Storage Failover Steps
Introduction
The storage layer failover process is a critical part of disaster recovery (DR). A complete DR plan should also address application shutdown and restart procedures to ensure seamless failover. The storage layer provides the foundation for all higher-level failover processes, and Eyeglass streamlines this step while enabling error detection during failover.
For complex or application-layer failover scenarios, Superna Professional Services offers support through Proof of Concept (POC) engagements, recommendations, and assessments. Examples include:
- VMware SRM with externally mounted storage for virtual machines.
- Oracle RAC Data Guard with file system dependencies for applications.
After identifying the Failover Mode suitable for your environment, the next section describes the high-level steps for each mode.
Failover Modes and High-Level Steps
Ordered Steps for Non-DFS and DFS Mode
This step-by-step process details failover actions for SyncIQ Policy or Microsoft DFS Mode. Each item specifies its purpose, describes the action performed, and explains how the action is initiated based on the selected failover mode.
-
Ensure There Is No Live Access to Data (Source)
Verify that no active operations are accessing the data to prevent inconsistencies during failover.
Perform a manual check for open files. If open files are found, determine whether to wait for their closure or proceed with the failover.- How Action Is Initiated:
- SyncIQ Mode: Manual
- DFS Mode: Manual
noteThe DR Assistant Data Integrity failover option (version 2.0 or later) blocks IO to SMB shares before failover starts.
tipDisable SMB and NFS protocols on the source cluster. This is a cluster-wide operation designed to eliminate data loss.
-
Enable Data Integrity Failover (SMB Only)
Applies the "Deny Everyone" setting to SMB shares before the failover process begins.- How Action Is Initiated:
- SyncIQ Mode: Automated by Eyeglass
- DFS Mode: Automated by Eyeglass
-
Cache Schedule for SyncIQ Policies Being Failed Over
Retrieves the schedule for SyncIQ policies being failed over on OneFS and sets policies to manual to ensure they do not run again during failover.- How Action Is Initiated:
- SyncIQ Mode: Automated by Eyeglass
- DFS Mode: Automated by Eyeglass
- How Action Is Initiated:
-
Begin Failover With DR Assistant (Eyeglass)
Initiates the failover process from Eyeglass.- How Action Is Initiated:
- SyncIQ Mode: Manual or Eyeglass REST API
- DFS Mode: Manual or Eyeglass REST API
- How Action Is Initiated:
-
Validation of Failover Job (Eyeglass)
Verifies all warnings before submitting the failover job to ensure successful execution.- How Action Is Initiated:
-
SyncIQ Mode: Automated by Eyeglass
-
DFS Mode: Automated by Eyeglass
-
-
Validation - Block on Warning Enabled
Prevents the failover process from continuing if warnings, such as quota scan requirements, are detected.- How Action Is Initiated:
- SyncIQ Mode: Automated by Eyeglass
- DFS Mode: Automated by Eyeglass
- How Action Is Initiated:
-
Set Eyeglass Config Jobs to User-Disabled
Sets Eyeglass configuration jobs to a user-disabled state to prevent failed steps from running.
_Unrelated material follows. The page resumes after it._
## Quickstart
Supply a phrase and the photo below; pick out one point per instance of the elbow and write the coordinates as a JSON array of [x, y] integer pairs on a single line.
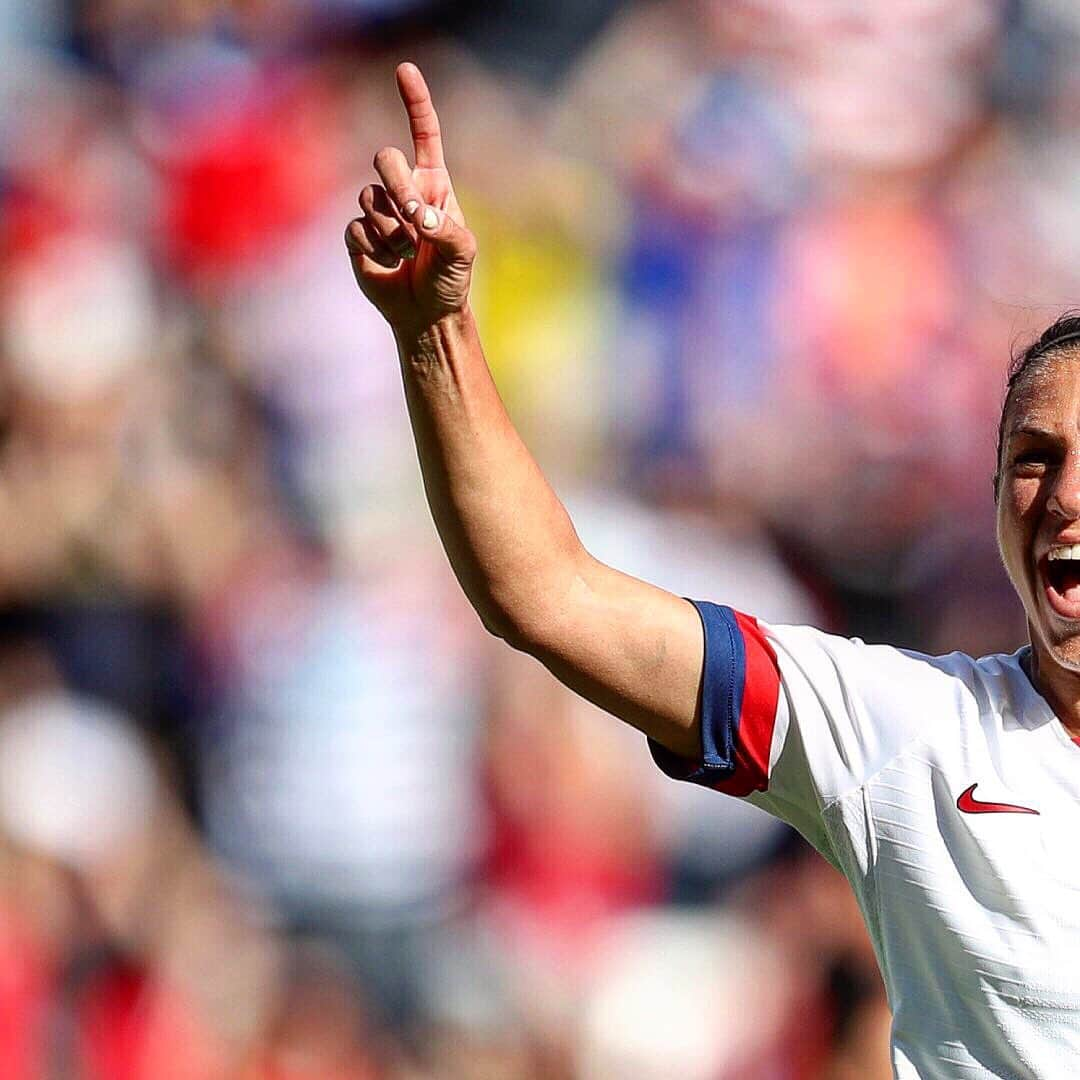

Jobs can only run if the user re-enables them post-failover.-
How Action Is Initiated:
- SyncIQ Mode: Automated by Eyeglass
- DFS Mode: Automated by Eyeglass
-
- How Action Is Initiated:
-
Synchronize Data (Run SyncIQ Policies)
Runs all OneFS SyncIQ policy jobs related to the Access Zone being failed over.- How Action Is Initiated:
- SyncIQ Mode: Automated by Eyeglass
- DFS Mode: Automated by Eyeglass
- How Action Is Initiated:
-
Synchronize Configuration
Executes Eyeglass configuration replication, including shares, export aliases, snapshot schedules, and dedupe paths.- How Action Is Initiated:
- SyncIQ Mode: Automated by Eyeglass (configuration exists on source and target)
- DFS Mode: Automated by Eyeglass
- How Action Is Initiated:
-
Renaming Shares for DFS Mode to Redirect DFS Clients For DFS failover, shares are renamed on the source and target clusters to redirect clients with dual DFS target paths to the target cluster.
-
How Action Is Initiated:
- SyncIQ Mode: Not Applicable
- DFS Mode: Automated by Eyeglass
infoDFS Mode: Special handling renames shares on the source and target so only one DFS target UNC is reachable and active for DFS clients to switch over.
-
-
Provide Write Access to Data on Target Allow writes to SyncIQ policies related to failover.
- How Action Is Initiated:
- SyncIQ Mode: Automated by Eyeglass
- DFS Mode: Automated by Eyeglass
- How Action Is Initiated:
-
Disable SyncIQ on Source and Activate on Target
Prepare for failover by creating a mirror policy on the target. Disable the source cluster policy and enable the target cluster policy on OneFS.
- How Action Is Initiated:
- SyncIQ Mode: Automated by Eyeglass
- DFS Mode: Automated by Eyeglass
- How Action Is Initiated:
-
Reset SyncIQ Schedule on Target Mirror Policy
Apply the schedule to the target mirror policy using the schedule retrieved from Step 1.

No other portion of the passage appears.